A Sudanese court has sentenced six officials of the paramilitary group, Rapid Support Forces, to death for killing six teenage protesters during the June 2019 demonstrations over fuel and food shortages in Elobeid, North Kurdufan State.
The victims were part of a student protest demanding a faster transition to democratic rule after an uprising that toppled veteran President Omar al-Bashir.
Judge Ahmed Hassan al-Rahma, while giving judgement on the shooting of the protesters, who included four schoolchildren, said the RSF members used unnecessary and excessive force.
The court added that the defendants broke RSF law and “their actions have no relation to the forces they were part of.”
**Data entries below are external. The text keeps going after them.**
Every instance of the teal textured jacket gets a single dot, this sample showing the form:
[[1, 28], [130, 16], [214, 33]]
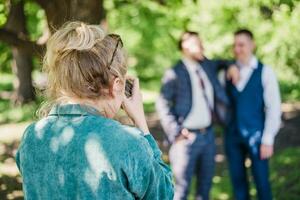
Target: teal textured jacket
[[75, 153]]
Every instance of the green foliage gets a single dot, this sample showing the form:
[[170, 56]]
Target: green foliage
[[285, 174], [10, 113], [150, 30]]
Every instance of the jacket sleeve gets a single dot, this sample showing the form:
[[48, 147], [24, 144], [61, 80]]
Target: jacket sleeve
[[165, 103], [149, 177]]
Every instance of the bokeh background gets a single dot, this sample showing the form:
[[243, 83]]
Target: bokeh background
[[150, 29]]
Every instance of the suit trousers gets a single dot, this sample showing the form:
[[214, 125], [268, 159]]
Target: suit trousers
[[193, 156], [237, 151]]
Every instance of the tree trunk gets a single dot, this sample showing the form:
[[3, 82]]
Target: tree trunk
[[60, 11], [22, 63]]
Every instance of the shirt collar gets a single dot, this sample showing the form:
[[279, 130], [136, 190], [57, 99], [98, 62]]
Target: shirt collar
[[253, 63], [73, 109]]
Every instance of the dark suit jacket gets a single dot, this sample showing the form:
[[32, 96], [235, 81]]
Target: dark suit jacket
[[175, 100]]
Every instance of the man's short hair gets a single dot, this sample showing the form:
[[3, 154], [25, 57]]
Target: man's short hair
[[185, 35], [246, 32]]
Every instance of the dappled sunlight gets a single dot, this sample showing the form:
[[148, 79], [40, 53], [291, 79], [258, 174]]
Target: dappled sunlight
[[219, 158], [99, 164], [39, 128], [62, 140]]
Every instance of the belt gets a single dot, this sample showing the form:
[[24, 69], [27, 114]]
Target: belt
[[201, 130]]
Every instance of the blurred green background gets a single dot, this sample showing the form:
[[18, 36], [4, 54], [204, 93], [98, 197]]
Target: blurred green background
[[150, 30]]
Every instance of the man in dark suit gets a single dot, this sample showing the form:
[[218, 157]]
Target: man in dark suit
[[255, 120], [187, 106]]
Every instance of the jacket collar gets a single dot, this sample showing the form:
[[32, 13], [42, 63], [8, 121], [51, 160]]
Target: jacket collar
[[73, 109]]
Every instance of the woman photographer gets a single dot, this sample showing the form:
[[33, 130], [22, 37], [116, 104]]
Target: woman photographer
[[76, 150]]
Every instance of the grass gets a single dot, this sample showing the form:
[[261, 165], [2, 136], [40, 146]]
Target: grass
[[284, 178]]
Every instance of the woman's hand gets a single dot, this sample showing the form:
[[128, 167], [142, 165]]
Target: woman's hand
[[133, 106], [233, 74]]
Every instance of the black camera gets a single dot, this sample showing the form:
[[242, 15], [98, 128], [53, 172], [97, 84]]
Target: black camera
[[128, 88]]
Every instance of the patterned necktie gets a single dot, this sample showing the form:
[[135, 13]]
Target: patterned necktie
[[202, 85]]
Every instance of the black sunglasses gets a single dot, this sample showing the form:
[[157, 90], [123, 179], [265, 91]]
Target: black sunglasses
[[119, 41]]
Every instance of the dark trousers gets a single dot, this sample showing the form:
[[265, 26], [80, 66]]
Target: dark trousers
[[237, 152], [193, 156]]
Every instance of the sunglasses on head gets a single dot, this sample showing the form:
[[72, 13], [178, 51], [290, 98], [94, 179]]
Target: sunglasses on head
[[118, 40]]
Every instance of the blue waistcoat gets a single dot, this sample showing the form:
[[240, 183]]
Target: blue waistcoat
[[248, 115]]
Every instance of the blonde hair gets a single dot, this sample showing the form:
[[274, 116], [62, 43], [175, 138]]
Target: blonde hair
[[81, 60]]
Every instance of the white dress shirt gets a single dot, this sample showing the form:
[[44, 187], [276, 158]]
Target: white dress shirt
[[199, 115], [271, 96]]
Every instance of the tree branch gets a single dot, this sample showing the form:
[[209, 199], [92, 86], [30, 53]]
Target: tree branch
[[13, 39]]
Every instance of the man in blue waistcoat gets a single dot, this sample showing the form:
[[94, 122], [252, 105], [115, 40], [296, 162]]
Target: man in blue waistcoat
[[191, 96], [256, 118]]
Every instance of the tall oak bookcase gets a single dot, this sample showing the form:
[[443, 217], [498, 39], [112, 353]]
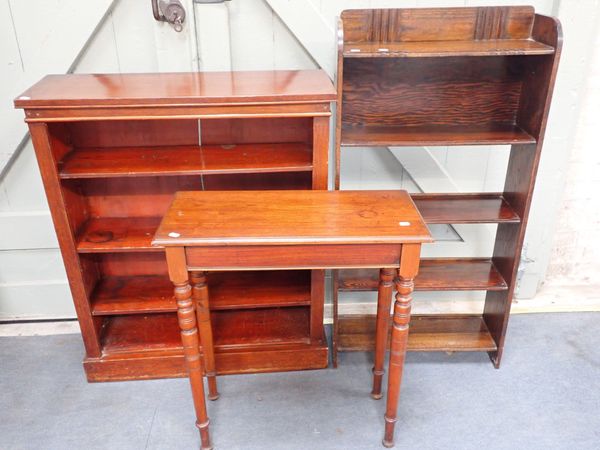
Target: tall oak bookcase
[[449, 76]]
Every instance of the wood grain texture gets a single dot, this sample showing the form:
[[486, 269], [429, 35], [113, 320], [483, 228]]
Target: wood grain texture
[[465, 208], [176, 89], [297, 256], [441, 274], [291, 218], [117, 144], [169, 363], [427, 333], [523, 163], [454, 91], [148, 294], [396, 135], [118, 234], [231, 329], [428, 49], [437, 24], [186, 160], [499, 94]]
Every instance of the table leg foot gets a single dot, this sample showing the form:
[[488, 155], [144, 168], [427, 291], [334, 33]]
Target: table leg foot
[[204, 435], [213, 393], [382, 328], [388, 437]]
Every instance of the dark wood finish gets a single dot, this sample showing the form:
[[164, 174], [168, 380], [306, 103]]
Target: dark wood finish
[[452, 76], [153, 293], [187, 160], [290, 218], [409, 266], [382, 327], [114, 149], [465, 208], [169, 362], [233, 330], [189, 337], [111, 234], [435, 333], [429, 49], [177, 89], [440, 274], [392, 135], [328, 256], [200, 295], [313, 229]]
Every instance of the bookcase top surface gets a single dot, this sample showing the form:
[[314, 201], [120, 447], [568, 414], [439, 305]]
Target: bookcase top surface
[[291, 217], [176, 89]]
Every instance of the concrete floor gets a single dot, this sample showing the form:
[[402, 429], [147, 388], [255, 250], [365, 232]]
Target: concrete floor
[[546, 396]]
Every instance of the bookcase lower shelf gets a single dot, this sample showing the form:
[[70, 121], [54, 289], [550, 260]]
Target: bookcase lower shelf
[[427, 333], [146, 346]]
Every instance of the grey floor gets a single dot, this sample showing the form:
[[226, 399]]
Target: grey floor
[[545, 396]]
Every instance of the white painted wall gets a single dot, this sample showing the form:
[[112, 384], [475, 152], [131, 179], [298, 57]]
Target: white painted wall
[[53, 36]]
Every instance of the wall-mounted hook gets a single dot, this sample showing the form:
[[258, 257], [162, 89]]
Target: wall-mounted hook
[[170, 11]]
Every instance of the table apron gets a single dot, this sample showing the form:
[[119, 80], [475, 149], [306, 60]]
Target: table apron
[[329, 256]]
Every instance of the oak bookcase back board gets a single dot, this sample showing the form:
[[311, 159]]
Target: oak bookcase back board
[[114, 149], [449, 76]]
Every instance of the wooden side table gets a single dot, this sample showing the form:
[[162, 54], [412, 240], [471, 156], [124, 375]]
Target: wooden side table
[[281, 230]]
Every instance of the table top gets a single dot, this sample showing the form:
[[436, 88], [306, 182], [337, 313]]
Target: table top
[[225, 218], [176, 89]]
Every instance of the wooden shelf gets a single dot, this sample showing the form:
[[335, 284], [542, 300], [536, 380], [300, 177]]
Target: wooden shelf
[[427, 333], [465, 208], [459, 274], [118, 234], [152, 294], [186, 160], [427, 49], [383, 135], [231, 329]]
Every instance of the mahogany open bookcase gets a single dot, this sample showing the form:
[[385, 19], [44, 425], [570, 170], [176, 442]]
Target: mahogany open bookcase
[[114, 149], [449, 76]]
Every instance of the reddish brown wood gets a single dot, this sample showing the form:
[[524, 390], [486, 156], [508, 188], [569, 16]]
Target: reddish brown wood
[[409, 267], [437, 24], [200, 295], [258, 234], [454, 76], [465, 208], [177, 89], [189, 337], [384, 299], [118, 234], [233, 330], [90, 327], [147, 294], [253, 257], [291, 218], [187, 160], [440, 274], [429, 49], [430, 333], [521, 174], [377, 135], [170, 362]]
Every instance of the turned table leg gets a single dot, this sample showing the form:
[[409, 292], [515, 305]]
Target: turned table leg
[[200, 294], [398, 345], [191, 343], [384, 300]]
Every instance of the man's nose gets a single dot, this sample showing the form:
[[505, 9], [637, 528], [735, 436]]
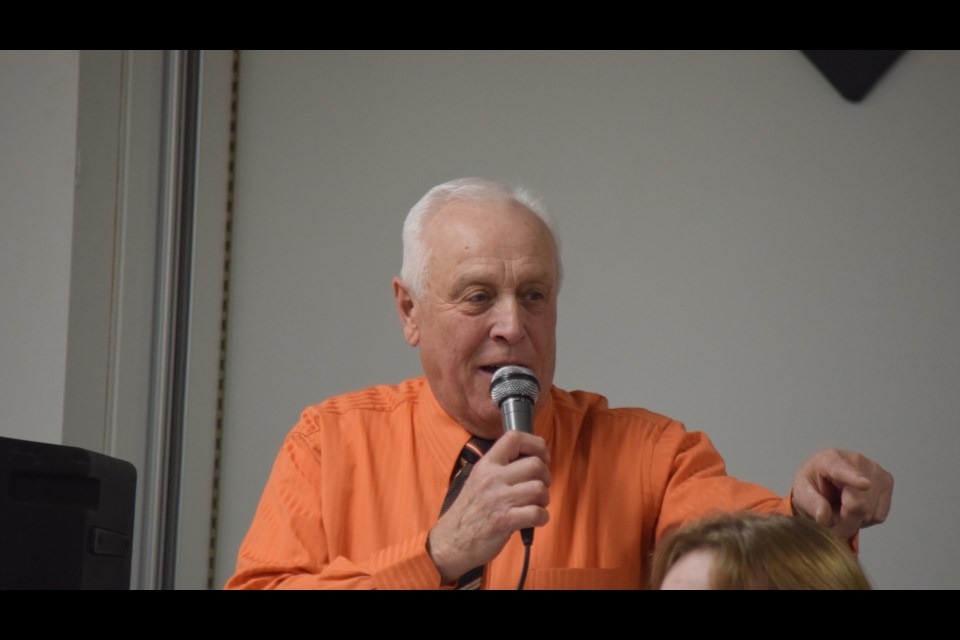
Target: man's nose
[[508, 321]]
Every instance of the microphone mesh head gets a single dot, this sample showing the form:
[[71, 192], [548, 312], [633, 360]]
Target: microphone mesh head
[[513, 381]]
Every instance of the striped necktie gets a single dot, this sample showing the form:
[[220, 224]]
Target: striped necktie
[[469, 456]]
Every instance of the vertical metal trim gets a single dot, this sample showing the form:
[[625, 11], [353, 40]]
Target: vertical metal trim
[[175, 254], [224, 314]]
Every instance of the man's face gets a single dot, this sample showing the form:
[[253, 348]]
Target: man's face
[[490, 300]]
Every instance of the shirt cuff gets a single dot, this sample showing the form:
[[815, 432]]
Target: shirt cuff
[[406, 566]]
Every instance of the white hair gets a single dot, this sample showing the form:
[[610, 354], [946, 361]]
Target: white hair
[[416, 256]]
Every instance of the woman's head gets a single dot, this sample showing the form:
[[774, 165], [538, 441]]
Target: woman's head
[[749, 551]]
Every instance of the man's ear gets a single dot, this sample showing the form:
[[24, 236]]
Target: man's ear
[[408, 308]]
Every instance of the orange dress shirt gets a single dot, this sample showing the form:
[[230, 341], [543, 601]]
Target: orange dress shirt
[[359, 482]]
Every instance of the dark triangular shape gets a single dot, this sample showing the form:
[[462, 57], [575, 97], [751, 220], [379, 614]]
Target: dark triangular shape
[[853, 72]]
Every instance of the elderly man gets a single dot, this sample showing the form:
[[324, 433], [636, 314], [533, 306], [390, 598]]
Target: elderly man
[[358, 496]]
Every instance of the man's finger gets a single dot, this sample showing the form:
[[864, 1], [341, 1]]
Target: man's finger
[[842, 471]]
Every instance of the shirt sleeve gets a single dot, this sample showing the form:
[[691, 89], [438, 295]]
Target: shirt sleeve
[[694, 482], [286, 546]]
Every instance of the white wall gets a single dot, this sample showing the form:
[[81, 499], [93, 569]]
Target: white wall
[[744, 250], [38, 128]]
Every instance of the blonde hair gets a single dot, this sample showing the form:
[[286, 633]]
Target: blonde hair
[[753, 551]]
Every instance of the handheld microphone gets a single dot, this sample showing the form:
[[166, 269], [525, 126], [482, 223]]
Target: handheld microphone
[[515, 389]]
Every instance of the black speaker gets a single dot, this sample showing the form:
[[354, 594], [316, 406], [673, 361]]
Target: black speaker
[[66, 517]]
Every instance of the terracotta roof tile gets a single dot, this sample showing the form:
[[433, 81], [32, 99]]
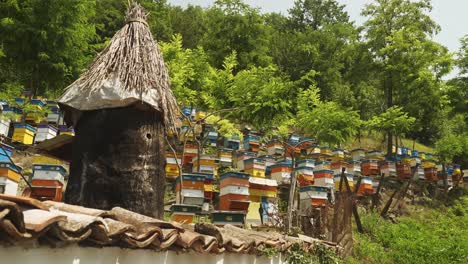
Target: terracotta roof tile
[[59, 224]]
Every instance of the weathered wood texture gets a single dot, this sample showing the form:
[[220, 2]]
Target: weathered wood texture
[[118, 160]]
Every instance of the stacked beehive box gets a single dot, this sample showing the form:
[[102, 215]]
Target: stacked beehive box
[[45, 132], [48, 182], [205, 164], [234, 199], [252, 143], [172, 166], [190, 189], [323, 175], [255, 167], [54, 116], [9, 173], [275, 148], [24, 133], [225, 157], [241, 157]]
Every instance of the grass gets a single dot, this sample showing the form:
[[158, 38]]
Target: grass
[[425, 236]]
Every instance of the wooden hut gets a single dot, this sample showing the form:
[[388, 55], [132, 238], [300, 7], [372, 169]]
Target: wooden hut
[[120, 108]]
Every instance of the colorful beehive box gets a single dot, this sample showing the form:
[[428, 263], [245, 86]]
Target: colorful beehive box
[[190, 151], [9, 178], [184, 213], [234, 192], [338, 166], [338, 155], [192, 181], [323, 178], [358, 154], [294, 139], [54, 116], [252, 143], [172, 166], [200, 115], [225, 157], [420, 174], [241, 156], [430, 174], [354, 167], [375, 155], [212, 137], [269, 160], [403, 171], [422, 155], [259, 187], [305, 173], [255, 167], [429, 163], [370, 167], [325, 151], [6, 151], [388, 168], [457, 173], [236, 218], [365, 187], [322, 165], [64, 130], [49, 175], [280, 171], [4, 126], [23, 133], [209, 187], [43, 159], [337, 180], [47, 182], [233, 142], [208, 164], [312, 196], [274, 148], [45, 132], [190, 189]]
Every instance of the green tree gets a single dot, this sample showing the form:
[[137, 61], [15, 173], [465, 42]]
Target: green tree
[[410, 64], [46, 41], [327, 121], [233, 25]]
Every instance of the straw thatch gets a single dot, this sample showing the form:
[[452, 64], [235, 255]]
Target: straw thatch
[[130, 70]]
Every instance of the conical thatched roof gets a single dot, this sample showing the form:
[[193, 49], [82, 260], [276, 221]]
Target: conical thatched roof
[[130, 70]]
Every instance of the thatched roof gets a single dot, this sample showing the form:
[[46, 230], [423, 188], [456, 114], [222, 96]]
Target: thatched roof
[[129, 70]]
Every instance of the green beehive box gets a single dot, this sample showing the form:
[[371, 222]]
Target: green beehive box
[[228, 217]]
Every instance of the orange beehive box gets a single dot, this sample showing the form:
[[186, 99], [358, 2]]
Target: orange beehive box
[[430, 174], [370, 167], [232, 181], [403, 170], [305, 180], [234, 202]]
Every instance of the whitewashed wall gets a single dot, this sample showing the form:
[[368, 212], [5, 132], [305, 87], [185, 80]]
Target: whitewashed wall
[[84, 255]]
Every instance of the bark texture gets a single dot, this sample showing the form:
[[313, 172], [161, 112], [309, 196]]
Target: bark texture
[[118, 160]]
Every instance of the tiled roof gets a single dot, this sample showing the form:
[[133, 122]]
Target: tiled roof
[[25, 220]]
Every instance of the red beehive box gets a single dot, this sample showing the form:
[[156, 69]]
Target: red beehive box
[[430, 174], [370, 167], [403, 171]]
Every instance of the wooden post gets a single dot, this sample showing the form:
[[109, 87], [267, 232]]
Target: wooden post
[[291, 192], [375, 197], [355, 211]]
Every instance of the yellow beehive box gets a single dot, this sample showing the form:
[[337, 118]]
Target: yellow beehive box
[[39, 159], [262, 193], [172, 170], [23, 133], [254, 172]]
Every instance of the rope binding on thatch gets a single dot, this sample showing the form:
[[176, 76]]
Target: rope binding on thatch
[[130, 69]]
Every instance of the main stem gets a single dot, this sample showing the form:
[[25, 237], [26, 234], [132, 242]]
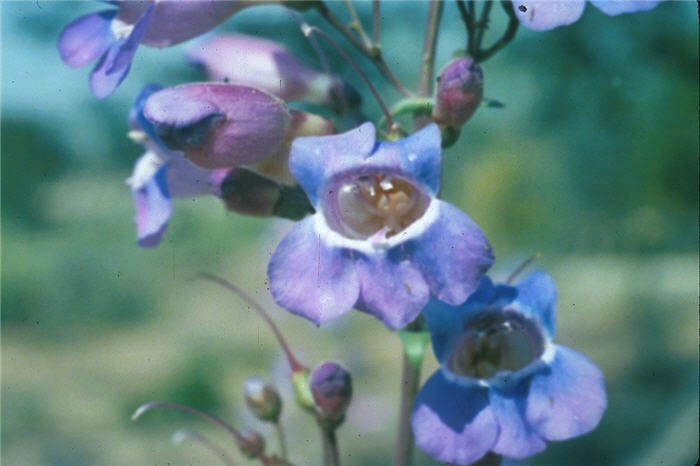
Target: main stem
[[281, 440], [428, 57], [331, 457], [410, 379]]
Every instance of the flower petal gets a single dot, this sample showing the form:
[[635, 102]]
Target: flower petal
[[453, 254], [310, 279], [537, 298], [86, 38], [568, 399], [313, 160], [392, 289], [517, 439], [446, 323], [149, 187], [114, 65], [452, 423], [544, 15], [617, 7]]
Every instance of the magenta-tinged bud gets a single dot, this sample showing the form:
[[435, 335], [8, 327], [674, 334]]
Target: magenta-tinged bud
[[262, 399], [459, 92], [269, 66], [219, 125], [331, 387], [251, 444]]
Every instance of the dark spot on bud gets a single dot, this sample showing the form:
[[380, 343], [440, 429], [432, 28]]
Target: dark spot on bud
[[187, 136]]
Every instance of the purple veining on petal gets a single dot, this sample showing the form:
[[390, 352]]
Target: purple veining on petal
[[311, 279], [544, 15], [453, 255], [114, 65], [453, 423], [87, 38], [391, 289], [568, 399], [617, 7]]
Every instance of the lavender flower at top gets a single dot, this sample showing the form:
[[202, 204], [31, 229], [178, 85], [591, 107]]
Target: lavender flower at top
[[380, 240], [159, 175], [544, 15], [503, 386], [112, 36], [269, 66]]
Two other RSF officers were also acquitted since they did not carry weapons and attempted to prevent the fatal shootings.
The court sent one of the nine RSF personnel initially charged to a juvenile court to determine his sentence because he was a minor at the time of the crime.
The prosecution of RSF members – which is commanded by the deputy head of Sudan’s transitional government – over these and other alleged killings is seen as a test of the government’s commitment to democratisation after years of autocratic Islamist rule.
The RSF, which arose from the Janjaweed militias loyal to Bashir during the early 2000s Darfur conflict, was widely accused of the post-uprising bloodshed.
In May, another RSF member, who ran over a protester soon after June’s attack, was convicted and sentenced to death in May.